There was about a year in middle school when I was an amateur Egyptologist. I carefully drew all the gods with their names in a little notebook and even mummified a Ken doll, complete with sarcophagus and amulets. I still haven’t made it to the Land of the Pharaohs, but last week I got a chance to visit the King Tut exhibit that is currently at the Discovery Times Square space. (Note: photographs are not mine, but provided as part of my blogging press visit. Would love to have whatever camera took them, though.)
As with anything in the Times Square vortex, drama was high. The exhibit starts with an ominous film before doors open to reveal an illuminated statue. Things got a little less dramatic in the actual exhibit, which unfortunately had some awful hotel carpet and the sort of music I’d imagine hearing in an Egypt computer game from the 90s. Out of the about 130 artifacts in the exhibit, 50 are from the tomb of Tutankhamen (over 5,000 were found in the tomb when it was opened in the 1920s). The rest are from his family, which luckily for any exhibit organizer means more glories of the Egyptian past. Unfortunately for Tutankhamen, this means he is directly compared to his father Akhenaten, a strong leader who turned Egypt into a monotheistic society centered around the sun disk Aten. His section of the exhibit, dominated by his distinctive sandstone face, along with a carving of the sun disk, was the most interesting for me. And with Akhenaten’s angular, almost alien features and the UFO resemblance of the sun disk, well, you see where I could go with this.
One interesting thing i discovered through the exhibit was the shabtis, basically little statue people you take with you to the afterlife to do your manual labor. How depressing that in the afterlife you still have to do harvesting and ploughing. What if you don’t do your afterlife labor? Do you get sent back to the land of the living? Is it one awful manual labor-focused cycle until you have built enough clay people to have a good harvest? Anyway, this solves the mystery of all these little statues that I saw in the Vatican Museum. I need to start crafting my shabtis now, or Osiris will be angry.
As most Egyptian artifacts are from tombs, death and immortality always end up as the theme of the exhibit. This one even had a wax reproduction of King Tut’s mummy, along with an analysis of his living health and what potentially killed him. It turns out he suffered from a bad foot, which may be why there were over 100 canes and walking sticks found in his tomb.
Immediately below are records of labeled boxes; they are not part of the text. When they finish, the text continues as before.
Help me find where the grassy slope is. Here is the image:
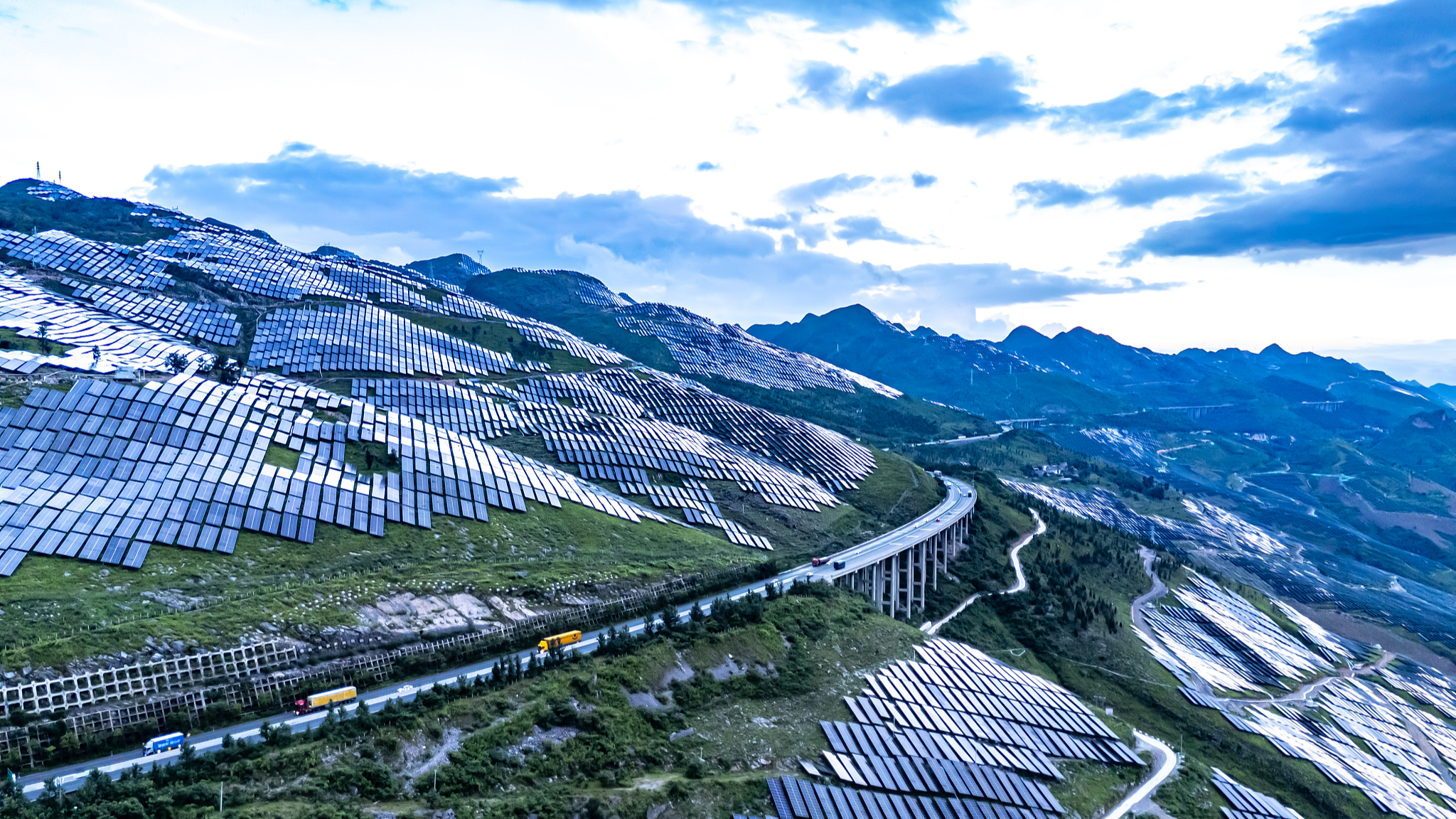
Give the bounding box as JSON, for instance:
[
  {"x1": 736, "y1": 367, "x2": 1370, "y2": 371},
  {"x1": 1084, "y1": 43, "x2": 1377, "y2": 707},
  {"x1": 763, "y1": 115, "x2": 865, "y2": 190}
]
[
  {"x1": 6, "y1": 589, "x2": 923, "y2": 819},
  {"x1": 0, "y1": 489, "x2": 761, "y2": 669},
  {"x1": 941, "y1": 469, "x2": 1376, "y2": 819},
  {"x1": 0, "y1": 179, "x2": 173, "y2": 245},
  {"x1": 466, "y1": 269, "x2": 996, "y2": 446},
  {"x1": 491, "y1": 434, "x2": 945, "y2": 564}
]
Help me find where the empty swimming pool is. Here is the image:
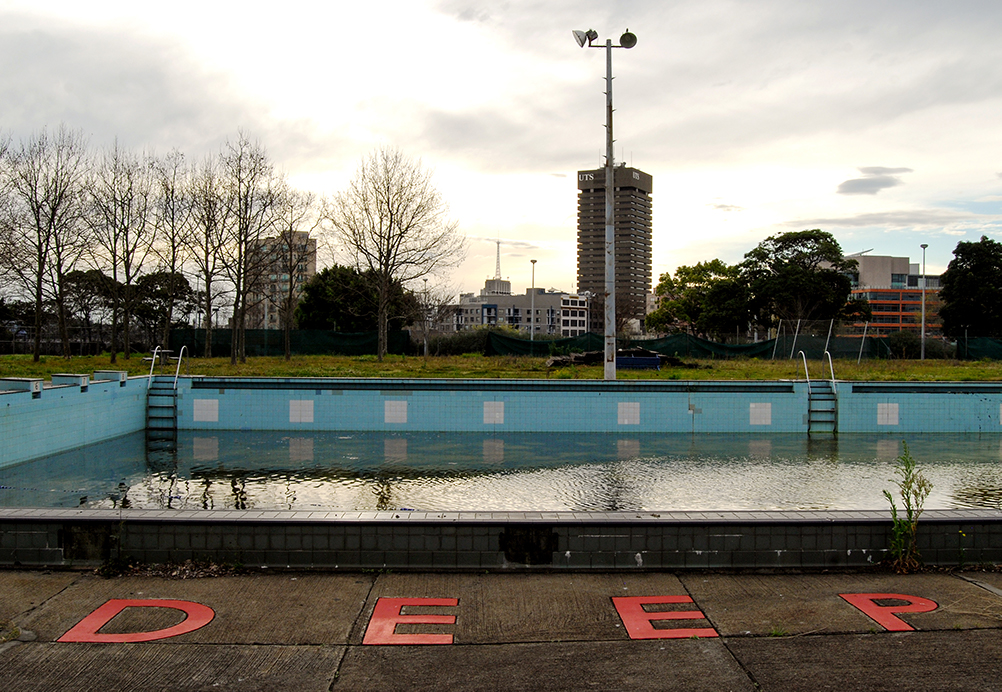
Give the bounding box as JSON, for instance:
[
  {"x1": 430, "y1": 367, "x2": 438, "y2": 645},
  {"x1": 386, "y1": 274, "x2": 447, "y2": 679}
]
[{"x1": 0, "y1": 431, "x2": 1002, "y2": 512}]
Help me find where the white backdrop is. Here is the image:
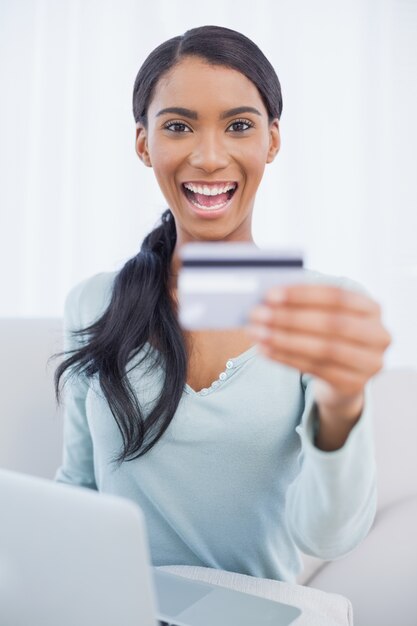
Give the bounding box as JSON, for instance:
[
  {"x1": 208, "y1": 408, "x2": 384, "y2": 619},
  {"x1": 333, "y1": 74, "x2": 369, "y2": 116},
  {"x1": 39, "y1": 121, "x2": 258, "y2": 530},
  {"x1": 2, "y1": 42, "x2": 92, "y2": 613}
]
[{"x1": 0, "y1": 0, "x2": 417, "y2": 367}]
I especially liked the photographs of the tomb when it was first opened, when the artifacts were just piled up like in someone’s storage unit. There was also an old news reel of its discovery, and it was an interesting perspective to see artifacts both in the black and white past and the hypercolored exhibit present.
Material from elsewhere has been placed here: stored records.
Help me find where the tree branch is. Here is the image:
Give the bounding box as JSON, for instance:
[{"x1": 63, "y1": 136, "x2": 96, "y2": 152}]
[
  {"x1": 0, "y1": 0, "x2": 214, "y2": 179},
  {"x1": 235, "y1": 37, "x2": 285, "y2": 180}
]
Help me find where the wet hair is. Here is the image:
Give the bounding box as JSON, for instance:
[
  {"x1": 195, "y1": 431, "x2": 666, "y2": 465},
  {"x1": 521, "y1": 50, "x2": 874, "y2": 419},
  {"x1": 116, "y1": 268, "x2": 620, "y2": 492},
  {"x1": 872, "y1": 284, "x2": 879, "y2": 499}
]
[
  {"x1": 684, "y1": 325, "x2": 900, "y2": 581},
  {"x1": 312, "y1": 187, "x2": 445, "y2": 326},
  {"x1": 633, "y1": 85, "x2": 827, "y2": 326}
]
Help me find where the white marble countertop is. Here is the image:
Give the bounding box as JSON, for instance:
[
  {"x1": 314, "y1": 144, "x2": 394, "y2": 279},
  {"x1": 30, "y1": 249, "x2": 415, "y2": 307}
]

In the end, all Egypt exhibits lead to your own thoughts on the afterlife. When you see Tut’s body stretched out under glass (even if it is a replica), frail and blackened with skin pulled back from teeth, all the gold and regal ornamentation that was put over this slim body seems like a desperate shoveling against the doom of mortality. I see the same thing in my neighborhood’s Green-Wood Cemetery, where giant ornate tombs and monuments beg you to remember. I guess for King Tut we definitely remember, but the individual who died before his 20s is almost inconsequential.